If there was any possible downside to the Obama policy, it was staved off by two things: Obama (well the USA) killed Osama, and there were no significant terror attacks, outside of Afghanistan, on US assets. For anyone who would complain about “weakness,” the President could also mention droning, which is the modern synonym for water boarding. And in truth, this part of the war has been persecuted with much vigor and efficacy. It has been a silent war, but a deadly one.
All this sets the context for Lybia. Perhaps the impulse to cover up was an effort to hide the mistakes in taking the proper measures to protect the Ambassador and his team. In retrospect, this looks bad and would have looked bad. It seems it is likely more than that, however. It was part of the public campaign of denying or soft-peddling a reality. Of course it was foolish, because at a small price the President could have taken charge, admitted some errors in not protecting the Ambassador, and then stepped up as a tough fighter or terrorism. Why not? He had enough credibility to follow this path and turn it to his advantage, as a resolute leader. Instead, we have seen a public display of weakness, excuse making and a failure of honor. Treating four fallen Americans as ploys for a political tactic is more than most can stomach.
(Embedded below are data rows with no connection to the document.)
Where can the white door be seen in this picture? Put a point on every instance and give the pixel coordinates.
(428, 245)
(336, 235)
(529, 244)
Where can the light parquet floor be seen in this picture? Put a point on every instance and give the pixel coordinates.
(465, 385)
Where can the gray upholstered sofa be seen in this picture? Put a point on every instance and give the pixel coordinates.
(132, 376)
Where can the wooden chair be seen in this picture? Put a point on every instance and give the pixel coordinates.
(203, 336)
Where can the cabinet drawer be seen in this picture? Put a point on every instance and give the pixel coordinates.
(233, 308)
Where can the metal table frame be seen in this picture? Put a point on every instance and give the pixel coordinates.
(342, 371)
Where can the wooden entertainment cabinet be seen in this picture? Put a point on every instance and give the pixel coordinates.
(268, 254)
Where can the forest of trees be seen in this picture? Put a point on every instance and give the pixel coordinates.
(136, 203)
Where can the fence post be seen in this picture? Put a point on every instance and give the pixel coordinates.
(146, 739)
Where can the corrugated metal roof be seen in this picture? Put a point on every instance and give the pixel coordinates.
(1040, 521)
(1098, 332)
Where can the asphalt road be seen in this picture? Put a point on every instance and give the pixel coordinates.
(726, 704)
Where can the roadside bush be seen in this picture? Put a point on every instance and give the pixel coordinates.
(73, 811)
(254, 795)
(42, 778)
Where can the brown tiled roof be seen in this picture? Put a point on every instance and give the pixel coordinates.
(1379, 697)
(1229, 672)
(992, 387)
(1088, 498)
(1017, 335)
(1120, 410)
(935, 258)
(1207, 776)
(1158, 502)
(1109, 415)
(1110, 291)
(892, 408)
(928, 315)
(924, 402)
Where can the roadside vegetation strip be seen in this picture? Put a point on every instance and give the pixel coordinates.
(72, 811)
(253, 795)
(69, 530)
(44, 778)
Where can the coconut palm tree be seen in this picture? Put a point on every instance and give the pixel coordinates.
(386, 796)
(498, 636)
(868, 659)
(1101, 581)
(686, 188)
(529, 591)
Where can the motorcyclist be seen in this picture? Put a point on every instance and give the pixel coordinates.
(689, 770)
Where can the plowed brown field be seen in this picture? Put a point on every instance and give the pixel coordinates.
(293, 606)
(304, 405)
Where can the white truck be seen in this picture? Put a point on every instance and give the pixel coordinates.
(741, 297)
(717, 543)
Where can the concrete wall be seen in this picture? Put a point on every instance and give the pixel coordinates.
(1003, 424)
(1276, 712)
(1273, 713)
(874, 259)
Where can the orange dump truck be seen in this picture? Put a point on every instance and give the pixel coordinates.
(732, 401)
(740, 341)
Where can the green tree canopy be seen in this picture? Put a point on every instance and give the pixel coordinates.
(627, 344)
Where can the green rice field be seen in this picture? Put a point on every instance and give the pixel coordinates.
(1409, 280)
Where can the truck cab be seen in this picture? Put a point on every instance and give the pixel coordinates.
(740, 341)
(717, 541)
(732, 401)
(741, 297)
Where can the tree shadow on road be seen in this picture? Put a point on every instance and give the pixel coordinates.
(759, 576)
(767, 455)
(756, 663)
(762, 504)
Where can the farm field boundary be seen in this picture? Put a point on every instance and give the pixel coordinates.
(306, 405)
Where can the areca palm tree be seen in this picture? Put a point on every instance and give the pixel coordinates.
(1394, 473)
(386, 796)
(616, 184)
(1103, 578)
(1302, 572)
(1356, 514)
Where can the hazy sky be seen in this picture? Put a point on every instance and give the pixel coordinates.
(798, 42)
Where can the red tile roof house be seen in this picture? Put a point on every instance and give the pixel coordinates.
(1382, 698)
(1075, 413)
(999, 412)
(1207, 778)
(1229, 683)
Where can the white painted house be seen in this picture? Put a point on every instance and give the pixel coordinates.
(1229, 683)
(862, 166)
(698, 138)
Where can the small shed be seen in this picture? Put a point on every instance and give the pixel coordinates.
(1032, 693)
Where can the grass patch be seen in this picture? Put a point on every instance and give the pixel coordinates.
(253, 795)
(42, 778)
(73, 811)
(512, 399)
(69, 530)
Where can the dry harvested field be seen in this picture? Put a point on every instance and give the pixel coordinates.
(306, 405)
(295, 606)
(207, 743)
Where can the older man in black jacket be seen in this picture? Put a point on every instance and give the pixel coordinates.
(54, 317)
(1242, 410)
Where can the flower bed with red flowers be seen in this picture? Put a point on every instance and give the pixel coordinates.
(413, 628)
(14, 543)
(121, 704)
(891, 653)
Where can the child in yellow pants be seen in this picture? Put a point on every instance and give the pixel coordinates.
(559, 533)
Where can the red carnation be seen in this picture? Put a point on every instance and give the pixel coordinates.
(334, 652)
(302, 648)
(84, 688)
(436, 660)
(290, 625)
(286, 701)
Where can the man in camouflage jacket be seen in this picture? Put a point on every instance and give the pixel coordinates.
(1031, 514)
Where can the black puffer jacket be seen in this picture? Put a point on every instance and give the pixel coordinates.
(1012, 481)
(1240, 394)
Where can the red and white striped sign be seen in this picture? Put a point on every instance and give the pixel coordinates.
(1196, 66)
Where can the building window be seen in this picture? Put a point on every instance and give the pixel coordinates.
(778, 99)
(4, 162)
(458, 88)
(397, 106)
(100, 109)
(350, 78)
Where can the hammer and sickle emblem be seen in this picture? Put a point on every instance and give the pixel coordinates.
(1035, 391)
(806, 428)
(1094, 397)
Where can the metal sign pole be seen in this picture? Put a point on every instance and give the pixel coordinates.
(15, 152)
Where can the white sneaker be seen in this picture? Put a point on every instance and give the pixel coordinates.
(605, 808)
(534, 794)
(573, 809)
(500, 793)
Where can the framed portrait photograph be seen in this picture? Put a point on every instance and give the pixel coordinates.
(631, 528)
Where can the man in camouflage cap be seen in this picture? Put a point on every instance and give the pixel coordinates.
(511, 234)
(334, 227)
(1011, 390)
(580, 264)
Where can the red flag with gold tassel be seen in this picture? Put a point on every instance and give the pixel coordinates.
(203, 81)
Which brings me back to the election of 2012. It is a question of attitude and disposition. Romney talks a lot about exceptionalism, and he is in a party where the dominant voices are still ones of strength. When it gets to the particulars, he is not going to be able to differentiate himself from the administration on Afghanistan and Iraq in public discussion in the debates. Nor should he risk his chances by being too specific. I do have some confidence that he would have acted differently than the President and will act differently if elected.